Foto de Juan Santana. Vista aquí

- Admiramos Tindaya, la montaña sagrada de los antiguos moradores de Fuerteventura. Tindaya se encuentra sumergida en los últimos años en la polémica, y es que en lugar de ser declarada Patrimonio de la Humanidad, amenazan con destruirla para llevar a cabo un proyecto ideado por Eduardo Chillida. Ojalá esto no ocurra y se conserve tal y como es, sagrada y belleza pura.

Café especial y té Chai para disfrutar

- Nos tomamos un respiro en Ajuy. En esta pintoresca localidad es imprescindible hacer una parada en el Café Bar Puesta de Sol, desde donde se puede contemplar un precioso atardecer. Después de coger fuerzas en este lugar, paseamos rumbo a las Cuevas de Ajuy, y visitamos su playa de fina arena negra. ¡Para repetir!

En el mejor restaurante de la isla

- Visitamos Costa Calma, y comimos en El Mirador de Sotavento. Almorzamos disfrutando de unas vistas inmejorables, buen servicio y mejor comida. No hay que perderse el arroz con queso majorero, calabacines y setas, ni el tiramisú de plátano. Una experiencia más que placentera en un agradable lugar.

Bendita playa

- Paseamos por la playa de Morro Jable. En el sur de la isla, en la península de Jandía, se encuentra esta turística localidad. A nosotros el ambiente muy saturado de turistas no nos pone (preferimos ser viajeros, que no turistas), pero reconozcamos la belleza de este sitio, con una playa de grandes extensiones, arena fina, aguas limpias y tranquilas...ideales para ir con un bebé. No pudimos resistirnos a mojarnos los pies y a disfrutar de un agradable paseo por la orilla para luego ver la puesta de sol.

Un paisaje que no deja indiferente

Los reyes de Fuerteventura

- Visitamos el centro de Fuerteventura. Admiramos la belleza árida de la isla en el Mirador de Morro Velosa, paramos a ver a Guise y Ayose, los antiguos reyes de Fuerteventura, paseamos por Betancuria (un pueblo lleno de encanto, villa histórica y antigua capital de la isla), y comimos genial en el patio de una casa rural en Pájara, llamada Casa Isaítas.

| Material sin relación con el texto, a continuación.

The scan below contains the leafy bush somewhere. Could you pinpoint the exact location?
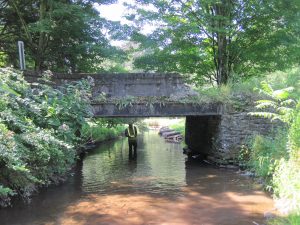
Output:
[247,131,287,184]
[0,68,92,205]
[248,71,300,215]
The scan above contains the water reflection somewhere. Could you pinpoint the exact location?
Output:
[0,132,273,225]
[82,133,185,194]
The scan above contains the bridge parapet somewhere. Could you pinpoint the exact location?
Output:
[24,71,195,99]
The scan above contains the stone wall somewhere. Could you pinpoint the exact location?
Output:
[24,71,195,98]
[186,112,282,164]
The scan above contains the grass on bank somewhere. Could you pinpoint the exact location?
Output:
[193,68,300,110]
[170,119,185,136]
[234,69,300,220]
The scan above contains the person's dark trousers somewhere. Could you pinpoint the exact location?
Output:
[128,141,137,158]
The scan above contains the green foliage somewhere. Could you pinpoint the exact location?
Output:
[0,69,91,205]
[0,0,124,72]
[170,119,185,135]
[248,74,300,214]
[128,0,300,85]
[247,131,288,184]
[268,213,300,225]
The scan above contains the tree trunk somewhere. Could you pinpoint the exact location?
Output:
[215,0,231,86]
[35,0,47,71]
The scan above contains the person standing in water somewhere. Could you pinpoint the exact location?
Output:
[125,123,137,158]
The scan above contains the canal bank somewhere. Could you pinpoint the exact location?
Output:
[0,132,273,225]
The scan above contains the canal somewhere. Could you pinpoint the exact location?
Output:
[0,131,273,225]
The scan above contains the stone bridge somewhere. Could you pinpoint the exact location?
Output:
[26,72,222,117]
[24,72,273,164]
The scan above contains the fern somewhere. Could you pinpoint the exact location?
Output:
[249,81,297,124]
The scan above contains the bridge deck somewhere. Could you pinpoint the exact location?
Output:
[92,102,223,117]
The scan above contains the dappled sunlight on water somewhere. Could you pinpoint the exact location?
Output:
[0,132,273,225]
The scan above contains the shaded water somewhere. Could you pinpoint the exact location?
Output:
[0,132,273,225]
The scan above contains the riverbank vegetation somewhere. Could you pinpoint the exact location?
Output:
[0,68,123,206]
[234,69,300,220]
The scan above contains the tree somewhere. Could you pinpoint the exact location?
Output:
[0,0,122,72]
[127,0,300,85]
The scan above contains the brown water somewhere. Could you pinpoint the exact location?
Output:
[0,132,273,225]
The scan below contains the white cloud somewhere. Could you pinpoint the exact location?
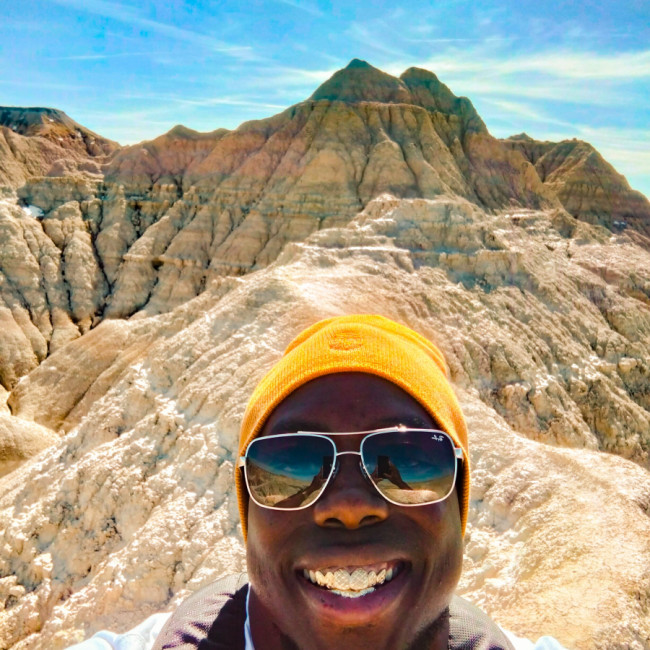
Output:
[416,46,650,81]
[276,0,325,18]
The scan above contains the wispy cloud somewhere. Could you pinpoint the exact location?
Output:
[476,99,575,128]
[52,0,260,61]
[276,0,326,18]
[121,92,287,112]
[346,20,408,61]
[46,52,152,61]
[416,50,650,81]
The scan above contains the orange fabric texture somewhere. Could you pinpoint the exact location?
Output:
[235,314,469,539]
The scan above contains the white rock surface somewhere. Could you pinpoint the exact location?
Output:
[0,196,650,650]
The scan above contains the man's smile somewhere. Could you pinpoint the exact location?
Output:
[302,561,404,598]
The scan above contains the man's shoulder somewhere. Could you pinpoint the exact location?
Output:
[449,596,513,650]
[152,573,248,650]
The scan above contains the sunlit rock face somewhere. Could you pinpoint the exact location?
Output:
[503,133,650,240]
[0,61,650,650]
[0,106,119,188]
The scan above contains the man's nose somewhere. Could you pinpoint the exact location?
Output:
[314,455,389,530]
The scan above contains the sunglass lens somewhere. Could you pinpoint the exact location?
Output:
[361,430,456,505]
[246,433,335,510]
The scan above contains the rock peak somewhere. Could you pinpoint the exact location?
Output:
[344,59,372,70]
[310,59,411,103]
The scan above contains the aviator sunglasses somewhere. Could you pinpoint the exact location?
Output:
[238,427,463,510]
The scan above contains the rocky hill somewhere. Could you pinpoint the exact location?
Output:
[0,60,650,650]
[0,106,119,188]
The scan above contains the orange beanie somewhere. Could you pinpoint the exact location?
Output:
[235,314,469,539]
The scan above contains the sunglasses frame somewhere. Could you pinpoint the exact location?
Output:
[237,426,465,512]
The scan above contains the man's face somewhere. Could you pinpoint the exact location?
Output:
[247,373,462,650]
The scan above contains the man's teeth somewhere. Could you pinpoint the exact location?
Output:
[303,567,397,598]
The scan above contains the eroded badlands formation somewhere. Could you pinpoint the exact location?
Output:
[0,61,650,650]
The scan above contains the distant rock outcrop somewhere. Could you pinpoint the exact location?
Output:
[0,60,650,650]
[0,106,119,188]
[503,133,650,239]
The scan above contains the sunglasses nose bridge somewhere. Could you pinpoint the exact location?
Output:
[332,451,372,484]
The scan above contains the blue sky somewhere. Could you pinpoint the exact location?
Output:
[5,0,650,196]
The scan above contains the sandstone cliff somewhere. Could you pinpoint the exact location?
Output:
[0,61,650,650]
[503,133,650,240]
[0,106,119,188]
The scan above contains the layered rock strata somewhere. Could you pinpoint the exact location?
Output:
[502,133,650,240]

Posando junto a Don Miguel

- Visitamos la Casa Museo de Unamuno. Situada en la capital de la isla, Puerto del Rosario (antiguamente conocida como Puerto Cabras), se encuentra esta pequeña casa museo, lugar donde residió Unamuno durante su destierro forzado. Lo que en un principio iba a suponer para Unamuno un castigo por oponerse al dictador Primo de Rivera, acaba siendo un disfrute y unos meses durante los cuales Don Miguel se enamoró de Fuerteventura.

¡Delicioso!

- Disfrutamos de la rica comida canaria. No pudimos resistirnos a las papas arrugás con mojo picón y mucho queso majorero. Lugares que recomiendo son Casa Luis en Tiscamanita (comida canaria sencilla pero muy bien hecha y a buen precio. Probad las patatas paja hechas a mano por la mujer de Luis, el cual os atenderá de manera muy particular y peculiar). Otro lugar que no os defraudará es el Restaurante Mahoh, en La Oliva (imprescindible probar el queso frito con guarapo y el mousse de gofio). También recomiendo los ya mencionados restaurantes Casa Isaítas (donde se puede disfrutar de una rica comida en un precioso patio canario, lleno de paz y tranquilidad. Nosotros probamos la ropavieja vegetariana, el queso asado y el bizcochón de gofio con tuno) y el Restaurante Mirador de Sotavento (vistas privilegiadas y cocina canaria especialidad en arroces).

Atardecer en El Cotillo

-Contemplamos más de un atardecer. Y es que esta isla es única en este aspecto. Cada día nos tomábamos unos minutos para parar, respirar hondo y observar con calma este bonito espectáculo que solemos pasar por alto en nuestro día a día, pero que es un regalo maravilloso que nos brinda la madre naturaleza.

Y tú, ¿has viajado a Fuerteventura? ¿Lo hiciste en familia? ¿Piensas hacerlo en un futuro próximo? Si te apetece, puedes contarme tu experiencia.